Başbakan Davutoğlu, NTV-Star ortak yayınına katılarak soruları yanıtladı.
ABD Dışişleri Bakanı John Kerry’nin bir televizyon kanalındaki “Söz vermek önemli değil aksiyona bakarız, şimdi rehineler serbest bırakıldı, kanıt artık pudingin içinde” şeklindeki sözlerine ilişkin değerlendirmesinin sorulması üzerine Davutoğlu, Kerry ve ABD Savunma Bakanı Chuck Hagel’in Türkiye’ye yaptıkları ziyaretlerde ve Cumhurbaşkanı Recep Tayyip Erdoğan’ın da ABD Başkanı Obama ile yaptığı görüşmede bu konuların gündeme geldiğini dile getirdi.
Konunun, sadece IŞİD bağlamında değil bölgedeki genel durum ile ilgili değerlendirme şeklinde gündeme geldiğini anlatan Davutoğlu, şunları söyledi:
“Ama son dönemde gerçekten uluslararası basında da Türkiye’ye de bazen yansıyacak şekilde öyle bir hava oluşturuluyor ki sanki Türkiye bir şekilde sınavda olan bir tarafta bir şey ispat etmek zorunda.
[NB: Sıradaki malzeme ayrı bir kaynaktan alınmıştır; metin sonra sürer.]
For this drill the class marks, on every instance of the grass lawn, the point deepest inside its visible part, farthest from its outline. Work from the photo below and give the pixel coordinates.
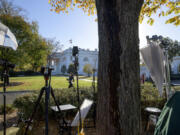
(10, 131)
(37, 82)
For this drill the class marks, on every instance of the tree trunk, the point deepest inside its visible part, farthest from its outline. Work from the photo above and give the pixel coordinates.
(118, 109)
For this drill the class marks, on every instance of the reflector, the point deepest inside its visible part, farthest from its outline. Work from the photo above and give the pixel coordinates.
(7, 38)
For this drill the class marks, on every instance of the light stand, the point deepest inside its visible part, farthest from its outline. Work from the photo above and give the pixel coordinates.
(167, 76)
(5, 78)
(46, 71)
(76, 64)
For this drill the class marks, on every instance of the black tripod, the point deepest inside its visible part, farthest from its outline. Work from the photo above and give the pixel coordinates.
(46, 71)
(94, 95)
(5, 78)
(75, 52)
Herkesin bilmesi gereken bu, ben bunu Sayın Kerry’ye de Dışişleri Bakanlığı dönemimde de söyledim, şimdi bütün uluslararası kamuoyuna da buradan söylüyorum: Türkiye bir şey ispat etmek zorunda değil. Türkiye kendi inandığı doğrular etrafında kararlı tutum alabileceğini her zaman göstermiştir. İttifaklık ilişkisi gerektirdiğinde müttefikler bazen bazı hassasiyetlerimize yeterli özen göstermediği dönemlerde dahi bu özeni ne kadar göstermiş olduğuna bizzat onlar şahittir ama buradan hareketle bütün meseleyi rehinelerle ilişkilendirip, 'rehineler olduğuna göre bakalım ne yapılacak' gibi bir şey Türkiye gibi bir ülkeye sorulmaz. Ne yapacağımıza biz karar veririz ve bu kararı da biz şimdi vermedik.
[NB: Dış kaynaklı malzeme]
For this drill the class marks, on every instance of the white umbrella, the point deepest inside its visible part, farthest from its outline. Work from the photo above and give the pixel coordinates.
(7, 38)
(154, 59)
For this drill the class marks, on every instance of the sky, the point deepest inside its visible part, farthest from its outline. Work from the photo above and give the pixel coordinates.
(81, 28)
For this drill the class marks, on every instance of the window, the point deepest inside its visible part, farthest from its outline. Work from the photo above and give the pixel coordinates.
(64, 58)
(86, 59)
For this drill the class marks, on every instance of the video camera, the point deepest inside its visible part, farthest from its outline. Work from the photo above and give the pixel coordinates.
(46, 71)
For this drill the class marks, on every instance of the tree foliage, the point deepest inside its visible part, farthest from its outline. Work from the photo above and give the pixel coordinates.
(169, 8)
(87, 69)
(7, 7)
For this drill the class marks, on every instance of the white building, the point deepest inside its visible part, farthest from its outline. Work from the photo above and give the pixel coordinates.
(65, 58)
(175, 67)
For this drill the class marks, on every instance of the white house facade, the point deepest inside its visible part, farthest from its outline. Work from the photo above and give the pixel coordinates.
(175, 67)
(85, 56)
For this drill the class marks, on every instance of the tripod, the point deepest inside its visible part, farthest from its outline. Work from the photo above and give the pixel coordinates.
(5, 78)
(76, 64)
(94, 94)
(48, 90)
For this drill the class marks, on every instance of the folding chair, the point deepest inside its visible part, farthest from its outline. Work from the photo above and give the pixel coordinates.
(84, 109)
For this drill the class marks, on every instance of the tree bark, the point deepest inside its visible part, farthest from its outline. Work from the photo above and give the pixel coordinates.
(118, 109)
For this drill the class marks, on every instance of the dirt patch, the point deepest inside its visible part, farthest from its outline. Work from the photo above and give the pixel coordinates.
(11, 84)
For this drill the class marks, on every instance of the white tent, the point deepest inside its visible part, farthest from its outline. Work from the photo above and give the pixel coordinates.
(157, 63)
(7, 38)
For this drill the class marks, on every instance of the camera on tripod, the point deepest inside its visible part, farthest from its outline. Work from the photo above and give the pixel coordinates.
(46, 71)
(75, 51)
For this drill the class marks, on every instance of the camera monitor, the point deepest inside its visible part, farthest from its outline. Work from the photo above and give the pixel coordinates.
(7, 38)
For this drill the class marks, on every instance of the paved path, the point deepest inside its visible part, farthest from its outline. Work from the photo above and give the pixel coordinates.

“Keşke duvarların dili olsa”
Üç sene önce bütün dünyaya ‘Eğer Esad’ın bu zulmü durmazsa, bu mazlum insanlara sahip çıkan olmazsa terörizm artar, radikalizm artar’ diye, keşke duvarların dili olsa da o toplantılarda kor grup, çekirdek grup toplantılarında o Birleşmiş Milletler zeminlerinde telefon görüşmelerimizi şimdi yayınlasak, müttefikleri harekete geçirmek için uluslararası toplumu harekete geçirmek için birileri bir şeyi ispat edecekse bu mazlumlar karşısında Birleşmiş Milletler kendisi ispat etsin, 350 bin insan öldü, 4 milyon insan mülteci, birileri bir şey ispat edecekse önce uluslararası toplum varlığını ispat etsin. Kimyasal silah kullanıldı, cezalandırıldı mı? Scud füzeleriyle insanlar öldürüldü, varil bombalarıyla öldürüldü, bir tek Birleşmiş Milletler Güvenlik Konseyi kararı çıkarılabildi mi?”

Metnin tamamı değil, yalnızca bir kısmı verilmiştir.